Bagaimana cara mengatasinya ketika Perppu Pilkada ditolak oleh DPR?. Dapat saja materi dalam UU No.22 tahun 2014 menjadi RUU baru. Tetapi statusnya RUU bukan lagi UU. Saat pembahasan bisa saja terjadi perubahan, penambahan atau pengurangan pasal-pasal di dalamnya.Setelah dibahas membutuhkan persetujuan bersama antara DPR dan Pemerintah untuk selanjutnya disahkan di rapat paripurna DPR. Disini letak masalahnya. Apakah Mendagri (wakil pemerintahan Jokowi yang akan datang) akan setuju pada RUU Pilkada yang baru? Padahal pandangan Jokowi tidak setuju dengan mekanisme pemilihan kepala daerah lewat DPRD, sebagaimana isi dari UU No.22 tahun 2014. Persetujuan pemerintah adalah syarat konstitusional (ada di dalam UUD 1945). Jika salah satu pihak saja tidak setuju, RUU itu tidak bisa disahkan atau diundangkan. Lebih jauh lagi aturan teknis dari UU berupa Peraturan Pemerintah (PP) tidak akan bisa diterbitkan.

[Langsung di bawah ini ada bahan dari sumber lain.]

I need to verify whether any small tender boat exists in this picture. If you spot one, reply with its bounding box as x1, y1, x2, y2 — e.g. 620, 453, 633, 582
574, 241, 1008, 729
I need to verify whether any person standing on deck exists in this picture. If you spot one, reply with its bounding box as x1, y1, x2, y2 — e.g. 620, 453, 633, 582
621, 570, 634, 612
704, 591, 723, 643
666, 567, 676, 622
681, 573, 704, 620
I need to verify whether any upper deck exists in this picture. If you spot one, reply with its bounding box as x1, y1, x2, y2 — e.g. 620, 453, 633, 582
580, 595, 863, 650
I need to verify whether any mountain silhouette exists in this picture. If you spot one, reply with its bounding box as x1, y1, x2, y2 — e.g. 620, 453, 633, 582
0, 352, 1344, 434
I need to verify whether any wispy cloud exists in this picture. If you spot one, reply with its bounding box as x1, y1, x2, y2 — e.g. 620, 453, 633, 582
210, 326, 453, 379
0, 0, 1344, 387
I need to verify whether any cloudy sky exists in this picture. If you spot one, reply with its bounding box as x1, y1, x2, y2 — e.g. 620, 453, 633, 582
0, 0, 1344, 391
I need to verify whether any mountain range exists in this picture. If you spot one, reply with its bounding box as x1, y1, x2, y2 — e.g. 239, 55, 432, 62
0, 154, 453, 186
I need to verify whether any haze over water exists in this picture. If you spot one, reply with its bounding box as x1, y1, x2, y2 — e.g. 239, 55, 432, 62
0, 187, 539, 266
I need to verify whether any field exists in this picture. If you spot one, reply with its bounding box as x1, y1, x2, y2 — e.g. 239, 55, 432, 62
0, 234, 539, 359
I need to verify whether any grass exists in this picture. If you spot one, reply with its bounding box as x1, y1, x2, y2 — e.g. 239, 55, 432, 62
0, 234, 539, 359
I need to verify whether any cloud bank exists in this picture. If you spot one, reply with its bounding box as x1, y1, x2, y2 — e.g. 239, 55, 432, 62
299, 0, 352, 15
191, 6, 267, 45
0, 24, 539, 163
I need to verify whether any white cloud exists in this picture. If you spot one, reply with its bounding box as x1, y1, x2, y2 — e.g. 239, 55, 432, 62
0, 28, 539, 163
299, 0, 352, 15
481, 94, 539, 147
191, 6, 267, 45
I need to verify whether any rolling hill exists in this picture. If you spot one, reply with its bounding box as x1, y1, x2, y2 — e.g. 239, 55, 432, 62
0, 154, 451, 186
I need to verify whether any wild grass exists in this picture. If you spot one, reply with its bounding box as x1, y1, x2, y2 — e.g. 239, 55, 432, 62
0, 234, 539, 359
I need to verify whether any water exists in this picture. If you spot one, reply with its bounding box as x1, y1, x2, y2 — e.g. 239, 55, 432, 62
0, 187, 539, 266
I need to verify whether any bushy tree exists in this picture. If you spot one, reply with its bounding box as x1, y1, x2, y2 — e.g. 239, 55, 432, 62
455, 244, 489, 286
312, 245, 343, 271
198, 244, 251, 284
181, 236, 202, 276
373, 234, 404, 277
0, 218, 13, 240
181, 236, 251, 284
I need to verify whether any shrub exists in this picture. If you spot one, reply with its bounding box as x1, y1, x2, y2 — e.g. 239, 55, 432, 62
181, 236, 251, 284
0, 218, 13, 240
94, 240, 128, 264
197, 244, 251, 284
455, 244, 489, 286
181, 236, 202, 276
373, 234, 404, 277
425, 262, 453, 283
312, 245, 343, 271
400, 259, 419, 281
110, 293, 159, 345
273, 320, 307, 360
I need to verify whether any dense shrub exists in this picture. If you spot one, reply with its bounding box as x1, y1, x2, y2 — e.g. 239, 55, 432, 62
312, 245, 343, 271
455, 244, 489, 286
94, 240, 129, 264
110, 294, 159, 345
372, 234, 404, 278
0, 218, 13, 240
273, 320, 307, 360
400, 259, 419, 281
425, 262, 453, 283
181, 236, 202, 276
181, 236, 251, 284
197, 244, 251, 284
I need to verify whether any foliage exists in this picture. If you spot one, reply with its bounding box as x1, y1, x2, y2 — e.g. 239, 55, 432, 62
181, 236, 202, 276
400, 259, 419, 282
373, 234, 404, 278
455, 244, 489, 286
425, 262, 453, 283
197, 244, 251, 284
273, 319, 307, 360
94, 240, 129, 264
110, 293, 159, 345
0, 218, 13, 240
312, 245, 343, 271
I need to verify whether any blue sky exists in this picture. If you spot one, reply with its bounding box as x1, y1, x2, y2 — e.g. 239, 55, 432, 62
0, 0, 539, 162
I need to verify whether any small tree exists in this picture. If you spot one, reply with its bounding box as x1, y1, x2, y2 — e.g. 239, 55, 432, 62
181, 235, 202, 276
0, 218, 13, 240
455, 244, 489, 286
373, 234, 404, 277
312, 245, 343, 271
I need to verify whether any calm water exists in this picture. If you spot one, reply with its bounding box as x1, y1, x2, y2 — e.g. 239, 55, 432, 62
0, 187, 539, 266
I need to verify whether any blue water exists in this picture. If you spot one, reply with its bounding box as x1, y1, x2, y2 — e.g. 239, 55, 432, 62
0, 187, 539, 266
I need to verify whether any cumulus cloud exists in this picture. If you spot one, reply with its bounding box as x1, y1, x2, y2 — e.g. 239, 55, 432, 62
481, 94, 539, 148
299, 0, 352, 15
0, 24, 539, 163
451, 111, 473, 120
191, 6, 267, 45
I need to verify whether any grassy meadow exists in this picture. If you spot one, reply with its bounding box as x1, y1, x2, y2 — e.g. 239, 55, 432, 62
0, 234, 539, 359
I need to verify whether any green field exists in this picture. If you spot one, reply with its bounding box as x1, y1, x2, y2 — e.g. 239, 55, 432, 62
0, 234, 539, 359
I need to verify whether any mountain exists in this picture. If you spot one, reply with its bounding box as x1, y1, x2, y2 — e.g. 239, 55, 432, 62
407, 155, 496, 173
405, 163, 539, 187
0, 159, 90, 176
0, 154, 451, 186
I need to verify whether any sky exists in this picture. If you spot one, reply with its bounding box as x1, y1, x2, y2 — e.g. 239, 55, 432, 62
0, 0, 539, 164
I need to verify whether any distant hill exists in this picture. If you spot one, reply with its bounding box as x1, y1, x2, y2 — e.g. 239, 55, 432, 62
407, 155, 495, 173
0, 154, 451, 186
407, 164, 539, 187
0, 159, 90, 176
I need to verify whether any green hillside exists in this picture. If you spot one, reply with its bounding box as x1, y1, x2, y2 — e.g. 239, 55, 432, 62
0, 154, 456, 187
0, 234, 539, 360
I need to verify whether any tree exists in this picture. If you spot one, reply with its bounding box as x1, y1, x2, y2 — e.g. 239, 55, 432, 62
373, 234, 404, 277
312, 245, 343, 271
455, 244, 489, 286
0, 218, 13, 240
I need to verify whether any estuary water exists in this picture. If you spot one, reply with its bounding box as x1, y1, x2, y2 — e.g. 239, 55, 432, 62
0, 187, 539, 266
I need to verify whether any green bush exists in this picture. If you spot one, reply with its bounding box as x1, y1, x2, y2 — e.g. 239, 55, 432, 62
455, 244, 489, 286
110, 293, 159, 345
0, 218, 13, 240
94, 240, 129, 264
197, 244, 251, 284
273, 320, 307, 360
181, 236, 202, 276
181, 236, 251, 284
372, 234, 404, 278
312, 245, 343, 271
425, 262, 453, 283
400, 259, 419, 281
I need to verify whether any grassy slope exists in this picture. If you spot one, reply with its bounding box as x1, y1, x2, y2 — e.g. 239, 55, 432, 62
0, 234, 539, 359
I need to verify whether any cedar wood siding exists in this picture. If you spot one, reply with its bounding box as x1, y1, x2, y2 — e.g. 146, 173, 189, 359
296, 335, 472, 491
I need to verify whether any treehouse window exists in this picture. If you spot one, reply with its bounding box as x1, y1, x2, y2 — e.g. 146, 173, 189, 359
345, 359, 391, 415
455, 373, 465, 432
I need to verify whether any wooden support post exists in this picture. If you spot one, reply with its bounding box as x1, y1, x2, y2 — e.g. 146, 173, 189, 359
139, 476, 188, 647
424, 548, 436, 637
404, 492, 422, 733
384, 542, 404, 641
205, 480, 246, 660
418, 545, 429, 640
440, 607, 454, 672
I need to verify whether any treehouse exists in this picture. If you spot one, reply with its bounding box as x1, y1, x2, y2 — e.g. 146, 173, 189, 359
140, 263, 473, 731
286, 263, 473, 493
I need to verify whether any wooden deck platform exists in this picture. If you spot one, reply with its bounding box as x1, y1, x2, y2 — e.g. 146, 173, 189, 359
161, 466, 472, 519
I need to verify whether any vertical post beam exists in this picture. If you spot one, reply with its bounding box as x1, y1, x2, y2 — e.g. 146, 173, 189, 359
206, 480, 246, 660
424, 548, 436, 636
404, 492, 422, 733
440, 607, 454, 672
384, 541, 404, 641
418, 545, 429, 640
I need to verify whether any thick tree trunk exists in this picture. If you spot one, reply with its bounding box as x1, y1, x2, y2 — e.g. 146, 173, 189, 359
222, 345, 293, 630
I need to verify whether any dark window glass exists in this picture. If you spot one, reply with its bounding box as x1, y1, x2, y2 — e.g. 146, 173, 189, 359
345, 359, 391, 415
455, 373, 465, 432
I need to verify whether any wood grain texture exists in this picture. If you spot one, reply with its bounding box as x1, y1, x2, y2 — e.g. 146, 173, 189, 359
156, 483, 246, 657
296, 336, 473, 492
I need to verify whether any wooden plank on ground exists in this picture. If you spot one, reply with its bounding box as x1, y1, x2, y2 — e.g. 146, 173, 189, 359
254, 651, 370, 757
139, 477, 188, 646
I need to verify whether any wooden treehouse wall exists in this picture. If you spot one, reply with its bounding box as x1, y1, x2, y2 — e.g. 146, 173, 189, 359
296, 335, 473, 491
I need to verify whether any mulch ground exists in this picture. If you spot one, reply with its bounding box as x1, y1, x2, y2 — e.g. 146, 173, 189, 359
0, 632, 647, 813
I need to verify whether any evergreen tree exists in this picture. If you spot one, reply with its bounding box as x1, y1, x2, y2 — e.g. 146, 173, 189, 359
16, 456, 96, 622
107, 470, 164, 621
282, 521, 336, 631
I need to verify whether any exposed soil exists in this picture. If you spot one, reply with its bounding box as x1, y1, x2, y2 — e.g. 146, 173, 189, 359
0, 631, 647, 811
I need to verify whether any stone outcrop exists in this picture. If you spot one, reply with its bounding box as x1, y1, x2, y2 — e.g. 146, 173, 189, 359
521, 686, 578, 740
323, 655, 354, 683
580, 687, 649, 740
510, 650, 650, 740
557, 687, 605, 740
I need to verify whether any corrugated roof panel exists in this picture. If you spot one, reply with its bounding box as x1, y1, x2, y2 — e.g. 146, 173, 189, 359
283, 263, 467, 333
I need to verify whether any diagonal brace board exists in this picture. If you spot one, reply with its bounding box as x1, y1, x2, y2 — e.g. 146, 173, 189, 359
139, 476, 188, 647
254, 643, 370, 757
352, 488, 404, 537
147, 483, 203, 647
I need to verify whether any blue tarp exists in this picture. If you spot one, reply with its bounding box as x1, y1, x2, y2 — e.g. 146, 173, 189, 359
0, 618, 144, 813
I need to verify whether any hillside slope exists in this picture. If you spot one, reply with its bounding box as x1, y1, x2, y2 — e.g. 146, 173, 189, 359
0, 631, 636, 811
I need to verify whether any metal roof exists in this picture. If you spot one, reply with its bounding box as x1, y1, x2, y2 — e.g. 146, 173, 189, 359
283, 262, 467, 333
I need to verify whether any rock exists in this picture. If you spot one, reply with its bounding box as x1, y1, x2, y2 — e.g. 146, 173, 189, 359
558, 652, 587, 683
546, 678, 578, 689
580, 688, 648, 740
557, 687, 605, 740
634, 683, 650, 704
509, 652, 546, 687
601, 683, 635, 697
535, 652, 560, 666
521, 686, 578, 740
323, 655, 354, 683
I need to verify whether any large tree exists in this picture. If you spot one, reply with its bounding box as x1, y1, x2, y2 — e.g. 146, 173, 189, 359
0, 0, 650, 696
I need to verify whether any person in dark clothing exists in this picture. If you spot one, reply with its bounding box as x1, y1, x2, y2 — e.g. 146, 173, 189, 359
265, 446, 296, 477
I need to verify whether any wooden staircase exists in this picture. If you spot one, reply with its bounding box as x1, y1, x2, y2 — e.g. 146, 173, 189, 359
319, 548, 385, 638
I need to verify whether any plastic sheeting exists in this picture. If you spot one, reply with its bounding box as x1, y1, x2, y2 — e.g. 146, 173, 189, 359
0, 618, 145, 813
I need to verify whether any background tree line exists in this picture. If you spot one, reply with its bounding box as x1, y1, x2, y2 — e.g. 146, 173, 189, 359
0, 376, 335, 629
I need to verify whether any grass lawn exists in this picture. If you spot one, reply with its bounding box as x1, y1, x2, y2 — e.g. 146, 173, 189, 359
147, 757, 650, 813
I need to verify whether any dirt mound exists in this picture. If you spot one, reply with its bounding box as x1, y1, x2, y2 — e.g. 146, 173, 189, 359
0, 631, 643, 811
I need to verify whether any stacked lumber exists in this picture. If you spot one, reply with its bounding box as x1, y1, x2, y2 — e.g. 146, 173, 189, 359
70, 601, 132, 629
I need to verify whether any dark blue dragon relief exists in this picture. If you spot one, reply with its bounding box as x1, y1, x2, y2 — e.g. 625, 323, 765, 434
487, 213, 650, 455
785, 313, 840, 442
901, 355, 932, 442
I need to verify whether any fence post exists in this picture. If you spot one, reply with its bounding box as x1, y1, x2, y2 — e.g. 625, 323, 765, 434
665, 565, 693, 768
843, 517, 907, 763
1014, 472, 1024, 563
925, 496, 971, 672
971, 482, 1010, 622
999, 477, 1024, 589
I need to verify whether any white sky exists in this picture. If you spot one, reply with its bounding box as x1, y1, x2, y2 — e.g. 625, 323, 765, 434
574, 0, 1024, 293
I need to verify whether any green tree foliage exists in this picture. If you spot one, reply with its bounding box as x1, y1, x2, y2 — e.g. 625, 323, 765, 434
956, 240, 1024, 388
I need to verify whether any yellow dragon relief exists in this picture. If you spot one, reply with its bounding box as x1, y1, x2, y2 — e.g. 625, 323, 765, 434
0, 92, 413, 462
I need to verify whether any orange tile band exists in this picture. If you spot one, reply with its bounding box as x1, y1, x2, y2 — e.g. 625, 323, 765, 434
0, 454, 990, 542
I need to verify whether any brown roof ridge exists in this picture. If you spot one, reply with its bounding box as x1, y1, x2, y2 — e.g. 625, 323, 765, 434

Bagaimana jika hal ini benar-benar terjadi, dan tercipta kekosongan hukum. Pihak penyelenggara baik itu KPU atau DPRD tidak dapat mengelar Pilkada.Termasuk Pemda atau Departemen Keuangan tidak dapat menurunkan anggaran karena tidak ada Peraturan Pemerintah sebagai payung hukumnya. Sementara pada tahun 2015, banyak kepala daerah yang telah habis masa jabatannya. Bagi Presiden hal ini bukan menjadi masalah besar. Jabatan kepala daerah yang kosong dapat diisi oleh pelaksana tugas (Plt) yang berasal dari birokrat dan diangkat langsung oleh Presiden. Seperti halnya daerah otonomi baru (pemekaran) kepala daerah sementara dijabat oleh Pelaksana Tugas. Dan tidak mengganggu jalannya pemerintahan.
Sekarang tinggal kembali kepada kehendak DPR. Apakah menerima atau menolak Perppu? Jika menerima, Perppu akan menjadi undang-undang dan kerja tahapan KPU sudah ada kepastian hukumnya. Jika menolak, akan terjadi kekosongan hukum. Waktunya panjang untuk melakukan pembahasan RUU Pilkada yang baru. Sementara Presiden Jokowi bisa mengatasi dengan menunjuk Pelaksana Tugas sampai ada UU Pilkada yang baru untuk memilih kepala daerah definitif.